Achuthanand feels that these photo walks have given him and his group members vast experience. He says, “People who initially had no clue about photography are running their own photography services now, I am happy that the objective of MIM is achieved.”
When asked to elaborate on his travel shoots and experiences, he opens up about his training with the National Geographic team in Karnataka. “Not all get internship in such a place, but I got lucky, they short listed me by going through my portfolio. Those two months of my stay gave me a lot of learning proficiency and experience, which influenced my later projects.”

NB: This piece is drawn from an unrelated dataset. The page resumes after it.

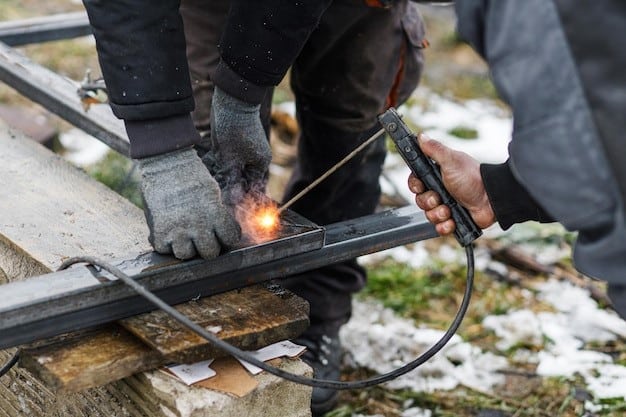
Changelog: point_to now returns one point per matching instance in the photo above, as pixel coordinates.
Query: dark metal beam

In his career as a photo journalist, Achuthanand has travelled to many places, documented people’s lives, sufferings and pleasure. Some of his projects include ‘Beyond Sight’, an exclusive package about the life of the visually-impaired, ‘The Maha Kumbh Mela 2013’ and ‘Wildlife’. “I talk to people and stay with them. One of my memorable experiences was at the Maha Kumbh Mela, where I stayed with sadhus, spoke to them and understood their love and faith in god.”
Achuthanand recollects and shares his best reward — it was when Sir Mark Tully, a former bureau in chief of BBC, called his picture of a group of Nigerians showing their own style of devotion to the sacred river Ganga, a ‘million dollar picture’.